Cerebral amyloidosis, amyloid angiopathy, and their relationship to stroke and dementia.

Cerebral amyloid angiopathy (CAA) is the common term used to define the deposition of amyloid in the walls of medium- and small-size leptomeningeal and cortical arteries, arterioles and, less frequently, capillaries and veins. CAA is an important cause of cerebral hemorrhages although it may also lead to ischemic infarction and dementia. It is a feature commonly associated with normal aging, Alzheimer disease (AD), Down syndrome (DS), and Sporadic Cerebral Amyloid Angiopathy.
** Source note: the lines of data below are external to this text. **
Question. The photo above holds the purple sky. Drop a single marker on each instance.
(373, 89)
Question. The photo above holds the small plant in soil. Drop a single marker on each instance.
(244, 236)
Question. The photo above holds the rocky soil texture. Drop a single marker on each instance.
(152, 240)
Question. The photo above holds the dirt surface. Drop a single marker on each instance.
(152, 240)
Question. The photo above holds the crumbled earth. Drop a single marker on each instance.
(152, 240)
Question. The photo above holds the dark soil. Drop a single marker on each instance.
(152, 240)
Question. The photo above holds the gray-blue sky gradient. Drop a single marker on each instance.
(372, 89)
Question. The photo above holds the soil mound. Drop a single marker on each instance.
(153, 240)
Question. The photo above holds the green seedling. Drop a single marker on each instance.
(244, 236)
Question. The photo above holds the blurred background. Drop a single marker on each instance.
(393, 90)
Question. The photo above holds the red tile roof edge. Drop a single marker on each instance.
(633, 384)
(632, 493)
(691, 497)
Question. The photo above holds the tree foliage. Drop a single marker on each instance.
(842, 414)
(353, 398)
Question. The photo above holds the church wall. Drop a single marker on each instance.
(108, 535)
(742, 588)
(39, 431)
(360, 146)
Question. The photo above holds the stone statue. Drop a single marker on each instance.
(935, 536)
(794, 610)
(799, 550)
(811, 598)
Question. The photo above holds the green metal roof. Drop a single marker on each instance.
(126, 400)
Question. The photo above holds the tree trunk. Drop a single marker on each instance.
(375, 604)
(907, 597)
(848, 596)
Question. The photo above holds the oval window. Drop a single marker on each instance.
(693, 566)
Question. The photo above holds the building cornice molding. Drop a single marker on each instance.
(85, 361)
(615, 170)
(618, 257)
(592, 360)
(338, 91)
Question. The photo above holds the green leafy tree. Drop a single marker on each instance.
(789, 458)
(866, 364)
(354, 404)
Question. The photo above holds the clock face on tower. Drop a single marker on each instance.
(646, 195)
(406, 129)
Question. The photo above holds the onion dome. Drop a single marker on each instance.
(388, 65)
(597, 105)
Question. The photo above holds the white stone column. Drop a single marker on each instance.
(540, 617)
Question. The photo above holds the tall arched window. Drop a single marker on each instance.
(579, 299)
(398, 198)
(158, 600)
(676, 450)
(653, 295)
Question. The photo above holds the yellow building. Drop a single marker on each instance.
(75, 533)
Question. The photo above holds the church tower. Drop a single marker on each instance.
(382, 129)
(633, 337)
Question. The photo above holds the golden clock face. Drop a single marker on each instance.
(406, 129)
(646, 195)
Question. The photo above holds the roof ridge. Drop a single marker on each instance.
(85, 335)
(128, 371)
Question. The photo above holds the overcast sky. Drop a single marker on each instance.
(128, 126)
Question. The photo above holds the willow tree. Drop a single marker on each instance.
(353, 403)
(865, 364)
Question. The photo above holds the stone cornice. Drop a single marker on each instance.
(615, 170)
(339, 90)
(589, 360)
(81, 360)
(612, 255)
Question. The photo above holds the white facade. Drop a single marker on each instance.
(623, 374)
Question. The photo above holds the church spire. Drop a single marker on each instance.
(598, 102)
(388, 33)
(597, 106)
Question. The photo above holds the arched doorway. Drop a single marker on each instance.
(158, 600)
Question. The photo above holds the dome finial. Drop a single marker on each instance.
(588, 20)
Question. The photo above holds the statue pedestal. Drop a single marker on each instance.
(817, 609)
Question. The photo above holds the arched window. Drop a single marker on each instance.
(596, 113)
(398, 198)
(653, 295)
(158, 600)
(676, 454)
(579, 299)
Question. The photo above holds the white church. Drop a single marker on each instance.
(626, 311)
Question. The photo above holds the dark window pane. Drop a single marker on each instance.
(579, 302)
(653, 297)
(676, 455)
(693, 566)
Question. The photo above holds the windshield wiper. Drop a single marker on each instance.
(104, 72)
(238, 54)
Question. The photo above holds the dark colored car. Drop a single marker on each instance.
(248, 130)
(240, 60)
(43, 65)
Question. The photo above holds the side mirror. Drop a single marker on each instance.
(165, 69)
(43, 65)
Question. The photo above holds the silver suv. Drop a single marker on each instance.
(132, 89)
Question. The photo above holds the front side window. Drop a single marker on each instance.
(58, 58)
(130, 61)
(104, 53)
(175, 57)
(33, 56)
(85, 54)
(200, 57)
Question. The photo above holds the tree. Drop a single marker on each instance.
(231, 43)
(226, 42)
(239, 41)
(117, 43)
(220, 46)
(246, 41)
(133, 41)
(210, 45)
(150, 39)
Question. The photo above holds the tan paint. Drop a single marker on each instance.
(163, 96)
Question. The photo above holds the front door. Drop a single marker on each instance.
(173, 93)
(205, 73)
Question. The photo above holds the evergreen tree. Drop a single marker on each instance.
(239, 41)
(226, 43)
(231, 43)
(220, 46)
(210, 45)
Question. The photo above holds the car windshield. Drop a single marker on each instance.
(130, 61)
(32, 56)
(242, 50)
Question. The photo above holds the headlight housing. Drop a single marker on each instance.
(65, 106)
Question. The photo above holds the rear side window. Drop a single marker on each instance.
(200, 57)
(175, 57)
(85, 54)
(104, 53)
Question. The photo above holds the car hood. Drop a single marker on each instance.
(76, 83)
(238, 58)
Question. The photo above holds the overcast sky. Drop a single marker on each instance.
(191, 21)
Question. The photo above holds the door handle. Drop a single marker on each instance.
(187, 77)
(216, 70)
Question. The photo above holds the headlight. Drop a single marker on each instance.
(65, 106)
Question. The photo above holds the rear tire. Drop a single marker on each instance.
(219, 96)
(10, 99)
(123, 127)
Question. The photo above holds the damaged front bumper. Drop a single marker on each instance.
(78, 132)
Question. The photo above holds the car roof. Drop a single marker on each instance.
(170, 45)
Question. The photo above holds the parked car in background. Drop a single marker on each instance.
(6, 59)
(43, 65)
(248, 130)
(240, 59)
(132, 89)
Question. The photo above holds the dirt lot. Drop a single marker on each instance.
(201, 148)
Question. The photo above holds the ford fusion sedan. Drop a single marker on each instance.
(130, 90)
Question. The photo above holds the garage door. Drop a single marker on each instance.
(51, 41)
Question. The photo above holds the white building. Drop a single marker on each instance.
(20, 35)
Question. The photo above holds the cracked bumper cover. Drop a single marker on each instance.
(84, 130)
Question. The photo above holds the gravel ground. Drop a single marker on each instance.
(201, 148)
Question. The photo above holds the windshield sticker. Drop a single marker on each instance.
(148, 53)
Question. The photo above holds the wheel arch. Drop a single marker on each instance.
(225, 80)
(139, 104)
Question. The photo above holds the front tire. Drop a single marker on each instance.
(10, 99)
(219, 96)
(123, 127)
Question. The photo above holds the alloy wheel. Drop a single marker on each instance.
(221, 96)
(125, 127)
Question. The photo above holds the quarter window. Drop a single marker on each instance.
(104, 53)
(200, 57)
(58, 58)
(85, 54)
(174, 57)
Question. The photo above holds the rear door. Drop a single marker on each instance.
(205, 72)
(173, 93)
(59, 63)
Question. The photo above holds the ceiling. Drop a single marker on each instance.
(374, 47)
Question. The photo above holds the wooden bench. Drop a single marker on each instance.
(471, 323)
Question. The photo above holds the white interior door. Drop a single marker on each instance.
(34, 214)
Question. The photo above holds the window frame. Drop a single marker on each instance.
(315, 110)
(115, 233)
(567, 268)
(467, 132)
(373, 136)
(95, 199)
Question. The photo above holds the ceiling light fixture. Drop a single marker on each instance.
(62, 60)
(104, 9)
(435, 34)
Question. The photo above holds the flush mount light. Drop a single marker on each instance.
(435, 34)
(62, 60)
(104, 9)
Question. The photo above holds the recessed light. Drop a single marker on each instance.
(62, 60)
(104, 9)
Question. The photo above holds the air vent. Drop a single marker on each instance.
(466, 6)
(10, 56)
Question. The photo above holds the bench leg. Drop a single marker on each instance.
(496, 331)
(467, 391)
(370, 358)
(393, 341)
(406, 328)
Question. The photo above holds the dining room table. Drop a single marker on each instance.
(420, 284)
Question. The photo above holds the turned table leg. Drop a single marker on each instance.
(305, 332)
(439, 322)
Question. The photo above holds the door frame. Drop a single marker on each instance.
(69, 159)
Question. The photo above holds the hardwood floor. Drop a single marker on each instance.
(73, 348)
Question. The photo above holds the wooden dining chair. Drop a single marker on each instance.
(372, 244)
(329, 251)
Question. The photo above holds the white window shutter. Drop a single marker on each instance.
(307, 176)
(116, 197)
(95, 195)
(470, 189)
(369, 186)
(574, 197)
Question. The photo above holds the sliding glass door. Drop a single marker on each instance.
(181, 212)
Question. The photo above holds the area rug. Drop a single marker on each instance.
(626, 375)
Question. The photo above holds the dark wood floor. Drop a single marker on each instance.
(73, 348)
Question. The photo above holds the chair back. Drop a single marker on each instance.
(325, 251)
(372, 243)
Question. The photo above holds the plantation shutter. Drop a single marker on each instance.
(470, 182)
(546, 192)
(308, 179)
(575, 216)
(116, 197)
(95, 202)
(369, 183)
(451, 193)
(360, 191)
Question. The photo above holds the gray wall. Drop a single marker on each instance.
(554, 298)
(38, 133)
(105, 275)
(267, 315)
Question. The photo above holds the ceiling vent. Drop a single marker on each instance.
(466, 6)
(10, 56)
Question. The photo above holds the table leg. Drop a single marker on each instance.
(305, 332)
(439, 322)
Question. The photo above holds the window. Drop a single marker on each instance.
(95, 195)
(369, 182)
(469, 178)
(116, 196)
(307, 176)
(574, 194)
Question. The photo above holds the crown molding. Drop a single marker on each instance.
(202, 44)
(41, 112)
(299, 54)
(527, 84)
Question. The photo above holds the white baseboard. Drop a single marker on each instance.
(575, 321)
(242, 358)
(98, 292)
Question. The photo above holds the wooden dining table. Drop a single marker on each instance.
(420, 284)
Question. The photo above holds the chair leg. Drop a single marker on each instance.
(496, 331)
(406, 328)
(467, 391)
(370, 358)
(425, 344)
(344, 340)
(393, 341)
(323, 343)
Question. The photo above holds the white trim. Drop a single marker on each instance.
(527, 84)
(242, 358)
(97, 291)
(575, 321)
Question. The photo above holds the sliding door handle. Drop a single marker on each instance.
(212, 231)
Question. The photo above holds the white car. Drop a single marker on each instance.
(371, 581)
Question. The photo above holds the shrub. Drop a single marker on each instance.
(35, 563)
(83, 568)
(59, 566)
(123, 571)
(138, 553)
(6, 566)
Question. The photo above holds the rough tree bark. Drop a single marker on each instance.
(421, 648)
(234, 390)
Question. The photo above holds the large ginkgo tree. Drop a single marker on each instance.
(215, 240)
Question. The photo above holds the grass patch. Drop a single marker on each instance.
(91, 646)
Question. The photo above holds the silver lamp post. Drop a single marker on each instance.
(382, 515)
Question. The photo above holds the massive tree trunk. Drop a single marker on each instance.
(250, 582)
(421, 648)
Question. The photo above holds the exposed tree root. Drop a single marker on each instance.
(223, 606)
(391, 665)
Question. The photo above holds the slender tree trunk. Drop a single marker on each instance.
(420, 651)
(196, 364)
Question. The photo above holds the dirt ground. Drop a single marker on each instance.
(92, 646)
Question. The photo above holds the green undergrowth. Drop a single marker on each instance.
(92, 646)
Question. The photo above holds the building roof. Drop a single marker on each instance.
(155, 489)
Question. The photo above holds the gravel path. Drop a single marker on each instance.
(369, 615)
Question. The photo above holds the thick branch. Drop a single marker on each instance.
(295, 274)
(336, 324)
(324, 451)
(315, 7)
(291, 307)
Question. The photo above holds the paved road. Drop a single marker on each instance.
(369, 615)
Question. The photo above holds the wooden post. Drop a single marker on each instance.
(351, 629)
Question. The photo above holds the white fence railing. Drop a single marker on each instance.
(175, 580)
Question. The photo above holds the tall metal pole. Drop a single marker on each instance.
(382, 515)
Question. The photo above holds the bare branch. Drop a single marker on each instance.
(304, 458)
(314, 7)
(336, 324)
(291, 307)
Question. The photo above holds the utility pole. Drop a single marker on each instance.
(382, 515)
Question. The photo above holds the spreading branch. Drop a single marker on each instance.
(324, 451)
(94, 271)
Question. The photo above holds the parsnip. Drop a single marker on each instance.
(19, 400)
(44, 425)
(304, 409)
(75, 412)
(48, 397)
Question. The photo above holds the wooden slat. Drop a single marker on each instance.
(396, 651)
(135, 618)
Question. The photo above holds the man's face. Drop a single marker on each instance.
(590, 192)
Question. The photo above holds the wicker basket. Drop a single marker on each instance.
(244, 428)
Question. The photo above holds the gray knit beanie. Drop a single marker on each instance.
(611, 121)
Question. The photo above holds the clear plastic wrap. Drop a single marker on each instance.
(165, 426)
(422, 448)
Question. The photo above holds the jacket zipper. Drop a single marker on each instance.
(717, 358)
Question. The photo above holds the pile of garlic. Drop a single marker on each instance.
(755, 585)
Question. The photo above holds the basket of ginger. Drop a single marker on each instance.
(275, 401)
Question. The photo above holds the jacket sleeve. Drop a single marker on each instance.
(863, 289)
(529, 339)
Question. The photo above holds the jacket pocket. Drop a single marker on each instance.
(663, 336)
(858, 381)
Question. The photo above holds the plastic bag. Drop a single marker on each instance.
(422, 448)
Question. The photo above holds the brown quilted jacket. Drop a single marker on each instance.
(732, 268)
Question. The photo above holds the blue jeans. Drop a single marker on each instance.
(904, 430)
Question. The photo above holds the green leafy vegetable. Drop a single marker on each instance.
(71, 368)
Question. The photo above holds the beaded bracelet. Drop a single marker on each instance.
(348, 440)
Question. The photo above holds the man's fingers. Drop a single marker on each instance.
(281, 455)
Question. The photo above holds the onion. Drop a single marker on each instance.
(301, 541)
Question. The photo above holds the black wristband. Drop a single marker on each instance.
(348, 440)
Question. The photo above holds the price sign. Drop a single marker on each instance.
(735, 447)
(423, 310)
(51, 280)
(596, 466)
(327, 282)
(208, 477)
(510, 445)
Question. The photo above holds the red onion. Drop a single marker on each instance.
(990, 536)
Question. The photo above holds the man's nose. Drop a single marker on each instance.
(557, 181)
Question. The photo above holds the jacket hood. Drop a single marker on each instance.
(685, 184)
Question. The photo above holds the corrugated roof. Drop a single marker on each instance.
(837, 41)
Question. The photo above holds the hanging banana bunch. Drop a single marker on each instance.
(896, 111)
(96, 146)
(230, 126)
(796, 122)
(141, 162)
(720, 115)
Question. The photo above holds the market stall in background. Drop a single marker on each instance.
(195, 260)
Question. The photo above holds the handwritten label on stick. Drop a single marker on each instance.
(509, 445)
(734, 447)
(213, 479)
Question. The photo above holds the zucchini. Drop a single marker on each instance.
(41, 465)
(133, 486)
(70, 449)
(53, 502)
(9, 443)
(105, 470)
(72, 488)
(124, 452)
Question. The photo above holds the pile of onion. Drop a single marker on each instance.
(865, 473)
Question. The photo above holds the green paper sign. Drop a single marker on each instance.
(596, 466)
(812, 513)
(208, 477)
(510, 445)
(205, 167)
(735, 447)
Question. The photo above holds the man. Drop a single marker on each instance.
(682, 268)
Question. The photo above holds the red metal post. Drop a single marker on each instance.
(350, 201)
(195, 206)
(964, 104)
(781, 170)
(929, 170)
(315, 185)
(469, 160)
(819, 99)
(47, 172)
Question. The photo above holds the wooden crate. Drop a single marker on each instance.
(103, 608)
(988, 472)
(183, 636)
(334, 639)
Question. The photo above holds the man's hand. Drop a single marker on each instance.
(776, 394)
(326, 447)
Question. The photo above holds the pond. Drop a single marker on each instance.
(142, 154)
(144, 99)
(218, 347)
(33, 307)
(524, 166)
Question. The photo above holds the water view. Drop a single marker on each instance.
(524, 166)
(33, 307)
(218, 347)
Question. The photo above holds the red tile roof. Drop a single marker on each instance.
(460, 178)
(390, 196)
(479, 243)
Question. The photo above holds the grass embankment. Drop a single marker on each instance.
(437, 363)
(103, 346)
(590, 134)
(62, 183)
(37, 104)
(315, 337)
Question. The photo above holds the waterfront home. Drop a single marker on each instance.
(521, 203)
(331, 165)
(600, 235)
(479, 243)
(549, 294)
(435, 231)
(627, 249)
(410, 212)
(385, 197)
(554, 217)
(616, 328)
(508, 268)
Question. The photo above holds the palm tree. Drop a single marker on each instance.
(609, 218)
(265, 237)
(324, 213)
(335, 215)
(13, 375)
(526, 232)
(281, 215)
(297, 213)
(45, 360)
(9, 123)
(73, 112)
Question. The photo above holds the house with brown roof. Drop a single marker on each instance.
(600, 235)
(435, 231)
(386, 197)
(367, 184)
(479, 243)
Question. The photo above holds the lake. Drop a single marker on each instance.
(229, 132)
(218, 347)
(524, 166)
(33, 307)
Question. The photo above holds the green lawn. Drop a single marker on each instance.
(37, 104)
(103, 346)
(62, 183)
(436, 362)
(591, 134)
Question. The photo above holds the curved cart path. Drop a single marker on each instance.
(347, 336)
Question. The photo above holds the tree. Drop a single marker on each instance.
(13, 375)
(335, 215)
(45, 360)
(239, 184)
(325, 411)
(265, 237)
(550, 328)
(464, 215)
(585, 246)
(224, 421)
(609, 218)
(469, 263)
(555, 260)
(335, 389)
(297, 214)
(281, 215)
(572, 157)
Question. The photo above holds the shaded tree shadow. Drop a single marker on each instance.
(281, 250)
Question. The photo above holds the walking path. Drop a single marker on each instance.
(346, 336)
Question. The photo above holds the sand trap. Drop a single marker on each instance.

Familial conditions in which amyloid is chiefly deposited as CAA include hereditary cerebral hemorrhage with amyloidosis of Icelandic type (HCHWA-I), familial CAA related to Abeta variants, including hereditary cerebral hemorrhage with amyloidosis of Dutch origin (HCHWA-D), the transthyretin-related meningocerebrovascular amyloidosis of Hungarian and Ohio kindreds, the gelsolin-related spinal and cerebral amyloid angiopathy, familial PrP-CAA, and the recently described chromosome 13 familial dementia in British and Danish kindreds. This review focuses on the various molecules and genetic variants that target the cerebral vessel walls producing clinical features related to stroke and/or dementia, and discusses the potential role of amyloid in the mechanism of neurodegeneration.